Today was good for business. It was not good for Dad Meyer. He is again in the hospital. René and Roy are with him. He complained of heart pain and asked to go this afternoon. The cardiologist was going to place two more stents right away. Alas, Dad developed a fever. The rigamarole begins anew.
This morning, Dad was working downstairs. He was his usual slow self. We did not hear any complaints. I doubt if he will be home for a few days. I doubt...
I am listening to the Met Opera’s telecast of Puccini’s “La Fanciulla del West”. Opera makes one’s problems seem petty. Not that I, myself, have any problems per se. My day is now done. Tomorrow. I shan’t even think of tomorrow. Today, with its music and drama and craft, is sufficient for now.
Zwerglipatch April 22, 2011 5:57 a.m.
Mornings are now light enough to write without the aid of artificial light. Believe it, or not, I could be outside weeding! I prefer this early morning scribbling. I thought I would never get to it yesterday.
René and Roy came back at eleven last night. Dad Meyer was in the emergency room waiting for a bed on the cardiology floor. I assume he will be in hospital for the weekend. Roy is quite right in worrying that anesthesia will throw his father’s intestine’s off and, most probably, delay any recovery. I, myself, worry if Dad Meyer wishes to recover. His stoicism, this time, speaks volumes.
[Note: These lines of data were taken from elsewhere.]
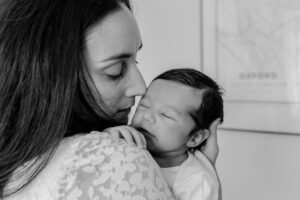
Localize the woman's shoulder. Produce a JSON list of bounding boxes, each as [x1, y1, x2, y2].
[[58, 131, 152, 171], [57, 131, 171, 199], [8, 131, 172, 200]]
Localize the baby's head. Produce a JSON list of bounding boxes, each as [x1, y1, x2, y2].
[[132, 68, 223, 155]]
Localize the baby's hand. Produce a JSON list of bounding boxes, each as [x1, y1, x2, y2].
[[103, 126, 146, 148]]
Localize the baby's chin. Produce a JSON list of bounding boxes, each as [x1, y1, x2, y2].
[[133, 126, 155, 139]]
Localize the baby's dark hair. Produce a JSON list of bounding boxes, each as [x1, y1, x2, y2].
[[153, 68, 224, 152]]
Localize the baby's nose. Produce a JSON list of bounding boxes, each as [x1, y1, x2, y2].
[[144, 111, 156, 124]]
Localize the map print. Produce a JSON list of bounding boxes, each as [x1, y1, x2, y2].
[[216, 0, 300, 103]]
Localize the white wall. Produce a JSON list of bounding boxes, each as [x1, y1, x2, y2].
[[132, 0, 200, 83], [133, 0, 300, 200]]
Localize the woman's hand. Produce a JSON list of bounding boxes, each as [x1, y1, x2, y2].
[[201, 119, 220, 166], [103, 126, 146, 148]]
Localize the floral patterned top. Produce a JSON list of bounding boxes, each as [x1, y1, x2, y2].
[[5, 131, 173, 200]]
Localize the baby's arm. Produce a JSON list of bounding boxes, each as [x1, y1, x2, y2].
[[103, 126, 146, 148]]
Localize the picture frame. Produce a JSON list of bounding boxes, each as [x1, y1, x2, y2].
[[200, 0, 300, 135]]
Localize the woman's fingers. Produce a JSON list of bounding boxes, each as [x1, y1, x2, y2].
[[104, 126, 146, 148], [201, 119, 220, 165]]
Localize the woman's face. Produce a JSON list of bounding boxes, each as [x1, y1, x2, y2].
[[85, 7, 146, 123]]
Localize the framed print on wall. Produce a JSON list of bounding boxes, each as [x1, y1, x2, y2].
[[201, 0, 300, 134]]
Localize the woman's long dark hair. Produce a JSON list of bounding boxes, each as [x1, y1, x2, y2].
[[0, 0, 130, 198]]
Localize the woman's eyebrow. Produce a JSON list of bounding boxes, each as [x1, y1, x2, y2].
[[103, 44, 143, 62], [103, 53, 132, 62]]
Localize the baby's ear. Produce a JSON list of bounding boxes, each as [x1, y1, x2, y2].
[[186, 130, 209, 148]]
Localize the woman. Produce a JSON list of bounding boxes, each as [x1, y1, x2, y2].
[[0, 0, 218, 200]]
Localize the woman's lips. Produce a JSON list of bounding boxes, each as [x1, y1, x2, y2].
[[136, 127, 154, 138]]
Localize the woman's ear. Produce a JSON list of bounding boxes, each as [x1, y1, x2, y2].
[[186, 130, 209, 148]]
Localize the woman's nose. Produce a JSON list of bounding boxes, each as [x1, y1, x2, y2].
[[125, 65, 146, 97]]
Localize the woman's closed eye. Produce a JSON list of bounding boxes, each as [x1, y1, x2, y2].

In New Hampshire, Dad Meyer was around two couples (My Parents , Aunt and Uncle) who, as most elders do, speak of how long they have been together. I tried to change the subject. Dad Meyer’s gloomy face did not succumb to tears; however, I could see his horror of being alone. The Meyers, as I have said, had just celebrated their sixty-second anniversary. They were proud of their accomplishment. Those of us who have reached half of that milestone know that there are times when it is not the easiest; what is easy is loving someone. When love is reciprocated, time is endless. For Dad Meyer, a door was slammed shut in his face. No earthly power can open reality of being with his Love side-by-side. He was spoiled. Being spoiled makes one depressed when things don’t go as planned. This may sound odd, but, Dad Meyer expected to be first to leave this Earth. He wanted to leave Mom well-off with money in the bank. He now has money in the bank and finds no solace in this fact. Money is not everything.
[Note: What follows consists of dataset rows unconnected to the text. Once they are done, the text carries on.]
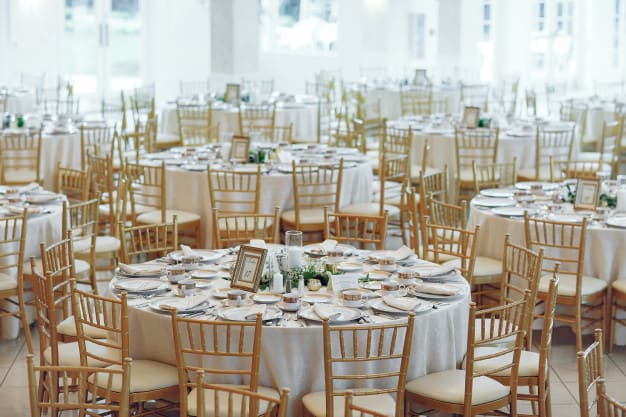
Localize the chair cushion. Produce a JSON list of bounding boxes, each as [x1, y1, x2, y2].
[[0, 272, 17, 291], [87, 360, 178, 393], [302, 389, 396, 417], [539, 274, 608, 297], [57, 316, 107, 339], [43, 342, 118, 367], [463, 346, 539, 377], [137, 210, 200, 224], [280, 207, 324, 224], [406, 369, 510, 405], [185, 384, 280, 417]]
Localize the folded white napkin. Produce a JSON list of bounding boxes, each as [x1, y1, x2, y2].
[[313, 303, 341, 321], [383, 295, 421, 311], [413, 282, 459, 295], [244, 304, 267, 320], [250, 239, 267, 249]]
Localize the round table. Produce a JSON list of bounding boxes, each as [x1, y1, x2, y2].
[[111, 250, 470, 416], [159, 102, 317, 139], [468, 198, 626, 345]]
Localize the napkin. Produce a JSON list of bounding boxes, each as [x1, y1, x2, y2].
[[244, 304, 267, 320], [413, 282, 459, 295], [383, 295, 421, 311], [313, 303, 341, 321]]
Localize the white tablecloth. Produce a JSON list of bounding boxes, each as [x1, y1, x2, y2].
[[159, 103, 317, 139], [119, 274, 469, 416], [468, 204, 626, 345], [165, 163, 373, 246]]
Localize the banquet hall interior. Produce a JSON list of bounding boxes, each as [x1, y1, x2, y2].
[[0, 0, 626, 417]]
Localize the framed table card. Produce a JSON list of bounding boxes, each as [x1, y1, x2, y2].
[[230, 135, 250, 162], [230, 245, 267, 292], [463, 106, 480, 129]]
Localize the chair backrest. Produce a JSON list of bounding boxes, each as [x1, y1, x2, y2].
[[118, 215, 178, 263], [0, 130, 42, 185], [577, 329, 604, 417], [292, 158, 343, 229], [596, 378, 626, 417], [463, 295, 530, 415], [324, 207, 389, 250], [213, 207, 280, 248], [472, 157, 517, 194], [322, 313, 415, 417], [55, 161, 91, 202], [239, 104, 276, 136], [125, 161, 166, 223], [524, 213, 587, 300], [208, 165, 261, 214], [171, 310, 262, 410], [71, 282, 130, 366], [26, 355, 132, 417], [535, 126, 574, 180], [454, 128, 499, 178]]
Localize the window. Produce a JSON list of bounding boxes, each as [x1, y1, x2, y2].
[[259, 0, 337, 52], [409, 13, 426, 59]]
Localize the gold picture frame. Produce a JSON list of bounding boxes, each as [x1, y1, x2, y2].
[[230, 135, 250, 162], [574, 180, 600, 210], [230, 245, 267, 292], [463, 106, 480, 129]]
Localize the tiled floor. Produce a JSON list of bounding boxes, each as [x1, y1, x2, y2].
[[0, 320, 626, 417]]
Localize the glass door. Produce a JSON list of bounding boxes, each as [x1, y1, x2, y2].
[[63, 0, 141, 97]]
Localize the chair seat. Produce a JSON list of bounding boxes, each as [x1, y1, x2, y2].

Will Dad Meyer be able to start his Life anew without his partner? No one wishes to answer this question. We hope. What more can we do? Yes, we support him. We guide him. We try to lighten his spirits. Dad Meyer, himself, will have to start over — and learn how to take care of himself. This is what he never had to do. Mom Meyer did it all. “All” being the act of living a life in the comfort of having food and a clean bed and washed clothes and, well, everything one does. Dad paid the bills and filled his car with gasoline. And, worried, needlessly, about money.
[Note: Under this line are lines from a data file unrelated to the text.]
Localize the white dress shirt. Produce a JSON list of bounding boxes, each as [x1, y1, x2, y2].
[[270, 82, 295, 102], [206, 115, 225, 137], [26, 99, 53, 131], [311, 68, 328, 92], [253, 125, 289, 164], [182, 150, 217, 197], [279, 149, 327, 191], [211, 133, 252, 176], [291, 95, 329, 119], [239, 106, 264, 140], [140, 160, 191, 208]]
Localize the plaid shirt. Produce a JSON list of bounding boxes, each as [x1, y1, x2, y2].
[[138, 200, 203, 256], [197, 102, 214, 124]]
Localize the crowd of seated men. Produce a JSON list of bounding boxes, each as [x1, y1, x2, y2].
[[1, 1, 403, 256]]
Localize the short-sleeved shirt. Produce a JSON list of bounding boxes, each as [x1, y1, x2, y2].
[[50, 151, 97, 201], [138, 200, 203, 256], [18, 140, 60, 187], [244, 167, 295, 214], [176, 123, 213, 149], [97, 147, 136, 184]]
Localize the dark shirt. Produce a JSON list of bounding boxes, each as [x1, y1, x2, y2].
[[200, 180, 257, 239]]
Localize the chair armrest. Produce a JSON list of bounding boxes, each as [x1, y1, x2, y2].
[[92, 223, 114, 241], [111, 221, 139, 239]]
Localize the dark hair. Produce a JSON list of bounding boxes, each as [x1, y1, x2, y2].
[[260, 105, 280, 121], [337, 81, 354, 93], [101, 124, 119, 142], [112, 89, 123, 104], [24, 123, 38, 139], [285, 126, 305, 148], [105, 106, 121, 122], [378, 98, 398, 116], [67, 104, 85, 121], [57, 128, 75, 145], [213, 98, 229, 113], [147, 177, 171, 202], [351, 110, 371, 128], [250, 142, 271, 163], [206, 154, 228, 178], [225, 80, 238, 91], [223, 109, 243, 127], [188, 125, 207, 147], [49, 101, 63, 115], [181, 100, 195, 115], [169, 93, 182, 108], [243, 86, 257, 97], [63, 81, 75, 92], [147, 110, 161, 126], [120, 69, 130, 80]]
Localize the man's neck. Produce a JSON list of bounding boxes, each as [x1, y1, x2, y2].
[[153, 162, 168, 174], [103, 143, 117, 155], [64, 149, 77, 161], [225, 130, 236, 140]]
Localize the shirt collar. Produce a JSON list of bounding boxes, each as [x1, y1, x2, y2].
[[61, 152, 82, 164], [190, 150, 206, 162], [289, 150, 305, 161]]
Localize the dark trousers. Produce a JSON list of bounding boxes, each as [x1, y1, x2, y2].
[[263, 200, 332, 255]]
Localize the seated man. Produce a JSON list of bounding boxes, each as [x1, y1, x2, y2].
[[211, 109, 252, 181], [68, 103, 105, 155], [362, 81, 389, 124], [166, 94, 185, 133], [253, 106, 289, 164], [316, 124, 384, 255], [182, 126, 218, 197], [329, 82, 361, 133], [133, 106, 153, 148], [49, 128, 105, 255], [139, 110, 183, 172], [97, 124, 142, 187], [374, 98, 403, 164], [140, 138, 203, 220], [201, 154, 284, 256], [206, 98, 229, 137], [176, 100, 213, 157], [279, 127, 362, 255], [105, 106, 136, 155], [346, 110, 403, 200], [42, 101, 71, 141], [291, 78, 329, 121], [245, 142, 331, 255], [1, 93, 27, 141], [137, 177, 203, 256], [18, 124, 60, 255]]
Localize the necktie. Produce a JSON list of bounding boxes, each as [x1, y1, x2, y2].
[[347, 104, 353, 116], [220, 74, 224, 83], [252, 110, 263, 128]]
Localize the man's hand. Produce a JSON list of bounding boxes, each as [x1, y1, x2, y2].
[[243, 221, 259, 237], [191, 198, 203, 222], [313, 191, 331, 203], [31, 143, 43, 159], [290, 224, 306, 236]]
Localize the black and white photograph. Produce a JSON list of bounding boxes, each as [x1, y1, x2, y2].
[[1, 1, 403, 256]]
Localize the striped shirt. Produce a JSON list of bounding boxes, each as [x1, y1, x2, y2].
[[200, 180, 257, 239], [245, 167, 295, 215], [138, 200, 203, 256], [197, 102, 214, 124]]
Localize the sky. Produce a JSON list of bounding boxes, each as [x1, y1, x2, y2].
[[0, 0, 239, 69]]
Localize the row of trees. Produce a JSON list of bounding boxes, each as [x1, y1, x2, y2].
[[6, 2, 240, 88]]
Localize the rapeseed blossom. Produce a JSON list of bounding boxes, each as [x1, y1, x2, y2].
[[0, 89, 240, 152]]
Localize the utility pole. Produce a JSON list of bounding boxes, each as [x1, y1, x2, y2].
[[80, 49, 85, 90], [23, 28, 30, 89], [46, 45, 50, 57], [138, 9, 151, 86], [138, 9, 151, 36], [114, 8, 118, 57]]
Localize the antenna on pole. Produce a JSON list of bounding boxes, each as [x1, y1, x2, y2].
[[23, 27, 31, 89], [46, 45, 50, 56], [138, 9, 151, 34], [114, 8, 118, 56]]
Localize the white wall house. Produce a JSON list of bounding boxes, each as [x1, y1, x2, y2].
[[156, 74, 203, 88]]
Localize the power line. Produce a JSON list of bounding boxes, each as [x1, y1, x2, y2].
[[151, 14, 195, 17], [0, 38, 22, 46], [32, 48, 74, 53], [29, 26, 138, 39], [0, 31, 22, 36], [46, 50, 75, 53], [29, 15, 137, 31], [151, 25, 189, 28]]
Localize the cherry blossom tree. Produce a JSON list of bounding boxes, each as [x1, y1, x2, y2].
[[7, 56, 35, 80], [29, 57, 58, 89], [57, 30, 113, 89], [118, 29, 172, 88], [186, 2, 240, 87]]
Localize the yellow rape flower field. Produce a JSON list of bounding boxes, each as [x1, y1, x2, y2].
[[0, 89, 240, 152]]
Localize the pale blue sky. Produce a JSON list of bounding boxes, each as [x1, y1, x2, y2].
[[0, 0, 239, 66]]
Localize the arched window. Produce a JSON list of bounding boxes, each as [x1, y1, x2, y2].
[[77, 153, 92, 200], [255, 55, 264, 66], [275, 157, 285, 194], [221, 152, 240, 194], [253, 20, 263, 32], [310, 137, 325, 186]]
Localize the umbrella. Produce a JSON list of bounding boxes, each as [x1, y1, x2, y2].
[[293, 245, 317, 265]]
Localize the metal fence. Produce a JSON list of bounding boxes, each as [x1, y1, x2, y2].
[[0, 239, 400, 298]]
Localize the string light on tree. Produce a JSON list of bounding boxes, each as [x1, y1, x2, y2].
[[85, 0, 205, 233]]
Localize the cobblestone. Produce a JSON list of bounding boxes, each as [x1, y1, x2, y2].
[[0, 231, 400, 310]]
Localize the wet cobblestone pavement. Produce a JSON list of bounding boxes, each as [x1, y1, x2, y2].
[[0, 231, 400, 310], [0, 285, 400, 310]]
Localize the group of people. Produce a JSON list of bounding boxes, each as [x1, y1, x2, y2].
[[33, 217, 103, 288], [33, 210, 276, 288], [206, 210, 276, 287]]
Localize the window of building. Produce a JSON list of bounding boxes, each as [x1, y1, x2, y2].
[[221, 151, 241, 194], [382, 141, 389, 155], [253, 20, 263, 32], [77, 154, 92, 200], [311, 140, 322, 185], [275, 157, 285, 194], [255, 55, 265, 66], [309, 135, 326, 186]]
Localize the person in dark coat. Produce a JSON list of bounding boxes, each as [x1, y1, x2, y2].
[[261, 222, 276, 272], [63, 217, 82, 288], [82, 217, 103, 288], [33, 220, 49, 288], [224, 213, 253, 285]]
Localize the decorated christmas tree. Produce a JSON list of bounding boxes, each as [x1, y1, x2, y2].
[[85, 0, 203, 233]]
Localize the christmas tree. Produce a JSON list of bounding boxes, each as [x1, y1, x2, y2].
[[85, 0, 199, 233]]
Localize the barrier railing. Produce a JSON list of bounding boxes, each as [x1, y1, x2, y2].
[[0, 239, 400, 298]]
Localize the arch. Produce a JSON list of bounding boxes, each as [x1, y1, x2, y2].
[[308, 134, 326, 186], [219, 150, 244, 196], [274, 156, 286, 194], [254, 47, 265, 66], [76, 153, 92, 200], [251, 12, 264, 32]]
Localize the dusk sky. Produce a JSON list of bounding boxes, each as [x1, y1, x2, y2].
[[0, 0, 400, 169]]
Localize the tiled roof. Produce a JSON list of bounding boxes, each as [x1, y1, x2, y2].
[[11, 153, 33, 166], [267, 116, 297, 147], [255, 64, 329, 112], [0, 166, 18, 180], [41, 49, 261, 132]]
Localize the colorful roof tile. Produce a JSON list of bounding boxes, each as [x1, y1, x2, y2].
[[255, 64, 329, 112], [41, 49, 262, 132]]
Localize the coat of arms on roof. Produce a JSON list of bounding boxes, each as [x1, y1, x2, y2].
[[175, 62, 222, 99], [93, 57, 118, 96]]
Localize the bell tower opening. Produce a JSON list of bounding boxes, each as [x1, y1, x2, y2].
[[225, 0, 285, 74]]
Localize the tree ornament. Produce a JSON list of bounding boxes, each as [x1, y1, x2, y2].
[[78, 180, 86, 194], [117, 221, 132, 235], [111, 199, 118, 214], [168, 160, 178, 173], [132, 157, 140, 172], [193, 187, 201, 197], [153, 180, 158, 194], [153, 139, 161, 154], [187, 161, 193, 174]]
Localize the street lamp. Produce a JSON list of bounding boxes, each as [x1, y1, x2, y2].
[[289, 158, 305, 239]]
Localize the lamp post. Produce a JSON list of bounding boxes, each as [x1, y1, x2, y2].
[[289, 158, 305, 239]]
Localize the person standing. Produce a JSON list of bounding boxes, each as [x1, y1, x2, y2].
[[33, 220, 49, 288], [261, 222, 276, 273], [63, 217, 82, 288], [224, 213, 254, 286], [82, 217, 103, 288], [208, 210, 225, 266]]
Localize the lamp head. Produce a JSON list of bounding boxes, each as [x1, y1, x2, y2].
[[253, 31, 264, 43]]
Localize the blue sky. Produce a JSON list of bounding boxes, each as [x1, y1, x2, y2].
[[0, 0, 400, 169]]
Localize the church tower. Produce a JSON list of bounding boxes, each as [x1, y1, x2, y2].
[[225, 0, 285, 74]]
I often speak to all I talk to of how we must learn from the elders around us. For me, I am learning how not to live. I am learning what not to do. I wish I could change this attitude I have. I wish I knew more people who did not make mistakes. Is this the way? We all make mistakes. It is how we correct mistakes which matters. It is the attitude we have to attain. An attitude of “sobeit” and learn and get on with Life.